The Simple Data Analysis Workflow: From CSV to Insights
Our objective here is to demonstrate a workflow for readers who work with data, like marketers or consultants, without requiring them to be expert programmers. This connects perfectly to the previous Colab chapter.
Workflow Example:
Goal: Analyze a simple CSV file of sales data to identify top-performing products.
Step 1: Setup and Context. Place sales_data.csv in your project folder.

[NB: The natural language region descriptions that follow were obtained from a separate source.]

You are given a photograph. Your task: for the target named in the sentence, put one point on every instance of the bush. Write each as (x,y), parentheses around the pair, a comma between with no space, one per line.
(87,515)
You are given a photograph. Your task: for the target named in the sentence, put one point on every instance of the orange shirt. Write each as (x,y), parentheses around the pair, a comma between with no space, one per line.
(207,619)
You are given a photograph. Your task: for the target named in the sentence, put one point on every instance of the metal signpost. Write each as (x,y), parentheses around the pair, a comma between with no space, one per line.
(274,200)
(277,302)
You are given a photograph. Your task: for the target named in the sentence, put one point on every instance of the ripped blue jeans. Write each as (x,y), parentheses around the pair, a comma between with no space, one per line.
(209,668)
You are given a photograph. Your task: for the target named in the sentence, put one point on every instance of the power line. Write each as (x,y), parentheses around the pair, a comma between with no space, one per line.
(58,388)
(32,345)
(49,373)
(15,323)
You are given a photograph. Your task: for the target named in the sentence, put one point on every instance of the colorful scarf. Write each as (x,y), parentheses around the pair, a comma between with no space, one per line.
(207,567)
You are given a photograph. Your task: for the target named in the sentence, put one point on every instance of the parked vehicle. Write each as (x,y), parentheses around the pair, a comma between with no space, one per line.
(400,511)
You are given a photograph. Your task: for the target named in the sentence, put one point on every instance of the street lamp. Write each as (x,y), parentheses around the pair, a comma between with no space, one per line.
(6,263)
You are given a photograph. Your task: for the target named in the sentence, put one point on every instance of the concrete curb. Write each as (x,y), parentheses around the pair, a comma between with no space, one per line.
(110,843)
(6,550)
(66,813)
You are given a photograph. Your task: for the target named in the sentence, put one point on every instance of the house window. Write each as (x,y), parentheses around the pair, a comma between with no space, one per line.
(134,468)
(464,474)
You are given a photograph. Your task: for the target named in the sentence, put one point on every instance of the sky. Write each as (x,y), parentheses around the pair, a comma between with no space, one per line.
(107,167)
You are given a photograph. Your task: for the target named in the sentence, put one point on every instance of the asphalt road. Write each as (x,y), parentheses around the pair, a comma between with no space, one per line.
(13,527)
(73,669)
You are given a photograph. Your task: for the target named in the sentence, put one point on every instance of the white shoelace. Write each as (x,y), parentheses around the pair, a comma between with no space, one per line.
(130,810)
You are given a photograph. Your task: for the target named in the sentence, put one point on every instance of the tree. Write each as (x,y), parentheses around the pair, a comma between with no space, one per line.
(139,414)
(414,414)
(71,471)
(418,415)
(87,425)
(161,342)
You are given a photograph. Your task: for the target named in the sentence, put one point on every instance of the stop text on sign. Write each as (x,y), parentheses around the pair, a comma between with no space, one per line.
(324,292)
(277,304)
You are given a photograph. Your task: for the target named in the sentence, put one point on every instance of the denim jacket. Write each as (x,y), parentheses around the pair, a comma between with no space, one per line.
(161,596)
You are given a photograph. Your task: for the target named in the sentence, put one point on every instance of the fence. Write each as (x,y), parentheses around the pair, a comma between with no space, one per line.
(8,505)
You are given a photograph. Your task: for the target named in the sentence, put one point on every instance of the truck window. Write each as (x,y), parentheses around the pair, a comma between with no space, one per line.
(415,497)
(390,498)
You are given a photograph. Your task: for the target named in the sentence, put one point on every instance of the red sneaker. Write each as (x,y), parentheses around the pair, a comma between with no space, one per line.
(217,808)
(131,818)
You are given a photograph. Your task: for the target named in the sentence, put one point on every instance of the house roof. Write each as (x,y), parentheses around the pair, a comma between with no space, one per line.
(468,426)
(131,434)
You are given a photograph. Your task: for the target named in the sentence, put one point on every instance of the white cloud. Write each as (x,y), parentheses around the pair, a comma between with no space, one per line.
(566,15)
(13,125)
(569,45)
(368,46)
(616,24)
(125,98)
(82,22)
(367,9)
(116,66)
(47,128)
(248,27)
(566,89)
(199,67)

Prompt: “@sales_data.csv This file contains sales data. First, describe the columns and provide a quick summary of the data it contains.”
Step 2: Code Generation.
Prompt: “Write a Python script using pandas to read this CSV and identify the top 3 products by ‘Units Sold’. Don’t run it yet, just write the code to a file named analyze.py.”
Agent Action: Generates the Python code and saves it. This leverages the coding skills previously mentioned in this book.
Step 3: Code Execution (Shell Passthrough).
Prompt: “Now, execute the script you just wrote.”
Command: !python analyze.py
Agent Action: gemini-cli runs the command in the shell and shows the output.
Step 4: Human-in-the-Loop Summary.
Prompt: “Based on the output from the script, write a one-paragraph summary for a business stakeholder explaining which products are the top performers.”